Since coming to college, I have learned extremely little about a bizarre range of oddly specific subjects. And it’s not strictly my fault. The Core—or now, Gen Ed—curriculum caters to our basest impulses. If you can get away with studying dinosaurs instead of taking a rigorous survey of new developments in science, why wouldn’t you? Who doesn’t love a good dinosaur? Besides, it only meets on Tuesdays and Thursdays, so it won’t conflict with all the rigorous drinking you have scheduled. And this problem isn’t just for science. To receive credit for Historical Study, I can take courses as broad as American Constitutional History from the Framing to the Present or as narrow as Frontiers of Europe: Ukraine Since 1500. I’m not saying that Ukraine isn’t deeply significant, but if I can graduate from college without knowing anything about the history of something that isn’t Ukraine, that seems like it’ll make me irritating at cocktail parties. Sure, they say those who don’t know history are doomed to repeat it. But as long as the part I’m repeating is the part where America prospers and makes strides in civil rights instead of the part with slavery and no flush toilets, this ought to be fine.
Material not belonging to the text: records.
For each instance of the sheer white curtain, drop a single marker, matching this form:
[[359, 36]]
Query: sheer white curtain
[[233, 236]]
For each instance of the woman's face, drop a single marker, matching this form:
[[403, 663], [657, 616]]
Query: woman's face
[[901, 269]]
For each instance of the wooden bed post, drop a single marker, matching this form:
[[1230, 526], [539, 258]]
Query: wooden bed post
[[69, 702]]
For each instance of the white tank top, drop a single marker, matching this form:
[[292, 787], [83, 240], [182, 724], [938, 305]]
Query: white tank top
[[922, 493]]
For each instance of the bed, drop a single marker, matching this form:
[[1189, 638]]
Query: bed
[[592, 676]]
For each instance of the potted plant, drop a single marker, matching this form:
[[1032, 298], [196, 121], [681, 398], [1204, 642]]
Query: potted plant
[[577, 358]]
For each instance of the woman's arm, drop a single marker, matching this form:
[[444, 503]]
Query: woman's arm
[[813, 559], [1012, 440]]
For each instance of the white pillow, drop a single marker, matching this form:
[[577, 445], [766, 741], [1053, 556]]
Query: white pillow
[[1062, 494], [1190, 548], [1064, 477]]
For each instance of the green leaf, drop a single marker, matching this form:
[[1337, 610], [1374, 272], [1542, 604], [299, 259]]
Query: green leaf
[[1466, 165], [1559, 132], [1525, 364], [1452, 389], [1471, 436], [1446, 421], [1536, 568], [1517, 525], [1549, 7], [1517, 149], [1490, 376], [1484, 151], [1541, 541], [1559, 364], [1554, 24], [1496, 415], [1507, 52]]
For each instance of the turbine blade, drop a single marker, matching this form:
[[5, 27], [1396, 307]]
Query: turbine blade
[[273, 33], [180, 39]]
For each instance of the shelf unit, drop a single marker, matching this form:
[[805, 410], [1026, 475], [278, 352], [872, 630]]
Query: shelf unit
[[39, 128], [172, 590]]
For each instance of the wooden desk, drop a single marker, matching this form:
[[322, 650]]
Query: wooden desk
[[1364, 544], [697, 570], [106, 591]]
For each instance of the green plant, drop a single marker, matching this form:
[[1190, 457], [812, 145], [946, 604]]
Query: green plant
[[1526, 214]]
Whenever I suggest that I’ve gotten dumber since going to college, my friends nod sympathetically. Part of this is because of the apparently inevitable narrowing of interest that follows a decision to concentrate in one subject rather than another, to read Milton instead of Machiavelli. Part of this stems from the distribution requirements that allow us to graduate with smatterings of disconnected, specific bits of knowledge rather than any sort of larger picture. But it also stems from the way information itself has evolved. Since we were in high school, we’ve moved into a model where knowledge is increasingly stored “off-site.” Instead of memorizing trivia or reading books, we google things. If someone somewhere out there has the answers, and we can obtain them at the press of a button, why bother actually learning? We’re quickly turning into a generation of intellectual Blanche Duboises—depending on the kindness of strangers for everything from facts about plants to driving directions. But something gets lost in this process. Because we could hypothetically know everything, no one winds up knowing anything. And if the benevolent person out there who has the particular fact we want ceases to be benevolent—if Google censors its search results, or if, in the perpetual shouting match of the internet, the facts appear to conflict—it becomes impossible to sort out the rot from the not. Little knowledge is a dangerous thing.

Then again, Socrates said that the beginning of wisdom is the knowledge of your own ignorance. Maybe that’s what this is.

Alexandra A. Petri ’10 is an English concentrator in Eliot House. Her column appears on alternate Fridays.